Just how difficult was this work?

It was very time-consuming. The data initially looked a real mess. Instead of capturing one folding condition, we created many different conditions at different temperatures, and had to track hundreds of atomic signals that kept changing.

How did you know your approach was working?

When we looked at the atomic folding patterns and saw their complexity, it was what we had anticipated. But we still had our doubts. Was this complexity real, or were we looking at the wrong thing? Then we performed a beautiful control in which we obtained the conventional folding behaviour by simply averaging the hundreds of atomic signals in the protein. And when we saw the same thing in both low and high resolution, we were pretty sure we had it. It was very fulfilling and exciting.

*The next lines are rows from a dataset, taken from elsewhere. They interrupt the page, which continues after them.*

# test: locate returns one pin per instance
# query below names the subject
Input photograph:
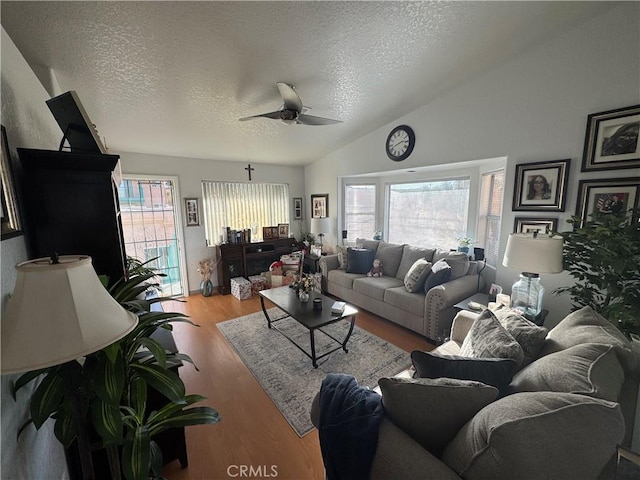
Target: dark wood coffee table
(287, 300)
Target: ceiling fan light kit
(292, 110)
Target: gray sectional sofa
(429, 314)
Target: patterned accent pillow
(529, 335)
(417, 274)
(488, 339)
(342, 257)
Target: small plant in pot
(603, 256)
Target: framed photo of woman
(541, 187)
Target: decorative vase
(206, 288)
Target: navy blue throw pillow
(359, 260)
(496, 372)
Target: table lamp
(532, 254)
(320, 226)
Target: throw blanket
(348, 427)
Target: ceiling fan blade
(312, 120)
(275, 115)
(289, 96)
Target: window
(428, 214)
(243, 205)
(491, 193)
(359, 211)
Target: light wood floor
(252, 432)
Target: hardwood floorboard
(252, 433)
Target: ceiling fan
(292, 111)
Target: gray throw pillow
(488, 339)
(432, 411)
(440, 273)
(416, 276)
(529, 335)
(590, 369)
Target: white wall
(29, 123)
(191, 172)
(533, 108)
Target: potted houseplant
(603, 256)
(110, 387)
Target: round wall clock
(400, 143)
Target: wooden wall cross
(249, 170)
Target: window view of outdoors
(148, 223)
(428, 214)
(360, 211)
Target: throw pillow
(529, 335)
(490, 371)
(359, 260)
(432, 411)
(590, 369)
(459, 263)
(535, 435)
(416, 276)
(488, 339)
(342, 257)
(440, 273)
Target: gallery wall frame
(11, 222)
(613, 196)
(192, 211)
(541, 186)
(535, 224)
(611, 140)
(319, 205)
(297, 208)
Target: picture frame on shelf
(607, 197)
(11, 222)
(283, 230)
(530, 225)
(320, 205)
(297, 208)
(611, 140)
(541, 186)
(192, 212)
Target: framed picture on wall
(611, 140)
(320, 205)
(613, 196)
(541, 186)
(192, 211)
(530, 225)
(297, 208)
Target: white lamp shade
(534, 254)
(321, 225)
(57, 313)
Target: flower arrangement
(304, 283)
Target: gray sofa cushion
(529, 335)
(416, 276)
(488, 339)
(590, 369)
(587, 326)
(390, 254)
(432, 411)
(534, 435)
(410, 255)
(374, 287)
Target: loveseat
(561, 417)
(428, 313)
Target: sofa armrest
(462, 324)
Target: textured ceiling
(173, 78)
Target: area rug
(286, 373)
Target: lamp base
(526, 296)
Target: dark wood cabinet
(71, 207)
(243, 260)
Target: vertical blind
(242, 206)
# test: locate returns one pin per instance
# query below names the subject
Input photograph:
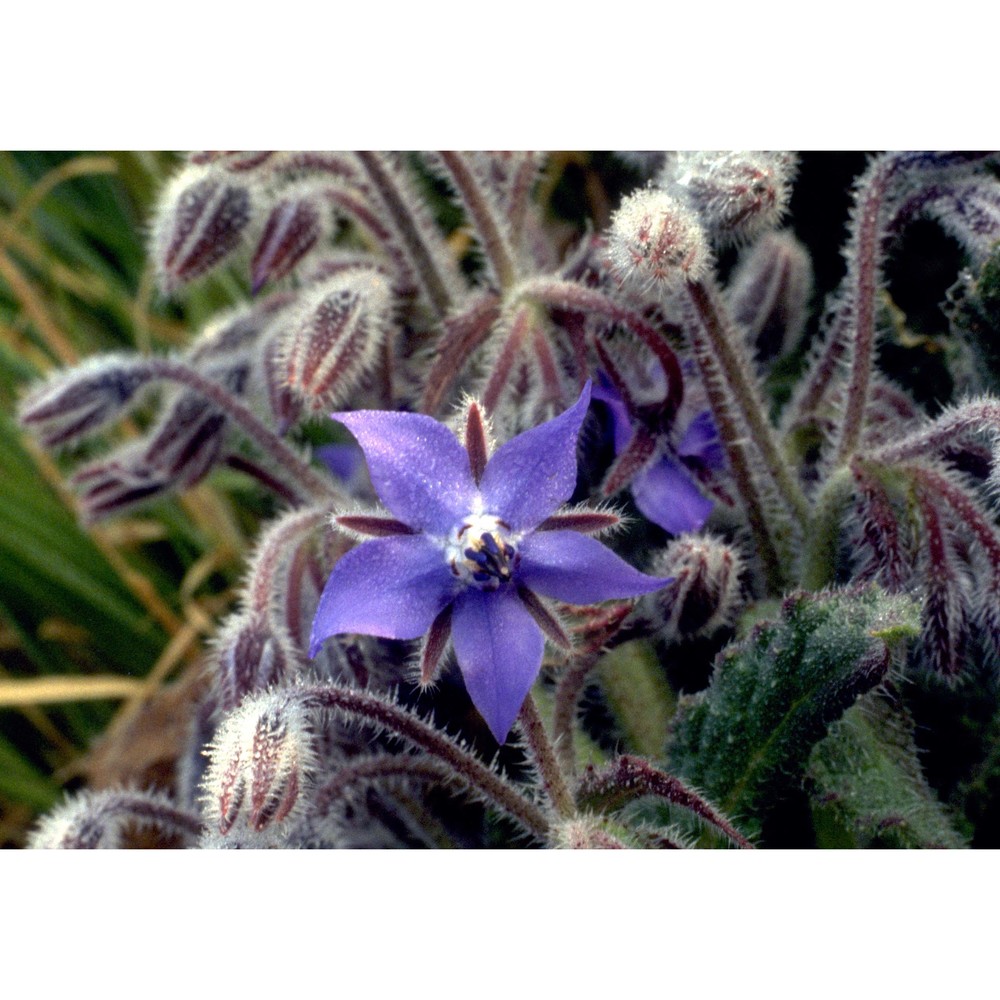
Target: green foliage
(638, 695)
(867, 780)
(746, 740)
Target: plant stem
(361, 704)
(484, 218)
(820, 560)
(735, 368)
(545, 757)
(298, 476)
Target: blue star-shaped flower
(473, 545)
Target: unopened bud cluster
(655, 241)
(706, 590)
(737, 195)
(260, 762)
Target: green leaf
(638, 695)
(867, 779)
(746, 740)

What was different from what the conventional idea would have shown?

If proteins have to cross an energy barrier when they fold, the making of all the bonds that hold the atoms in their folded position would occur simultaneously, and therefore all atomic unfolding behaviours would be identical. What we saw is that pairs of atoms make bonds almost independently of the rest of the protein. It is the consolidation of the whole network of bonds that acts as a web, holding the folded structure together.

What's next?

We are developing theoretical predictions to determine which proteins show these properties. Small and helical proteins are more likely to conform to this type of behaviour, but we may find it is more ubiquitous than previously thought.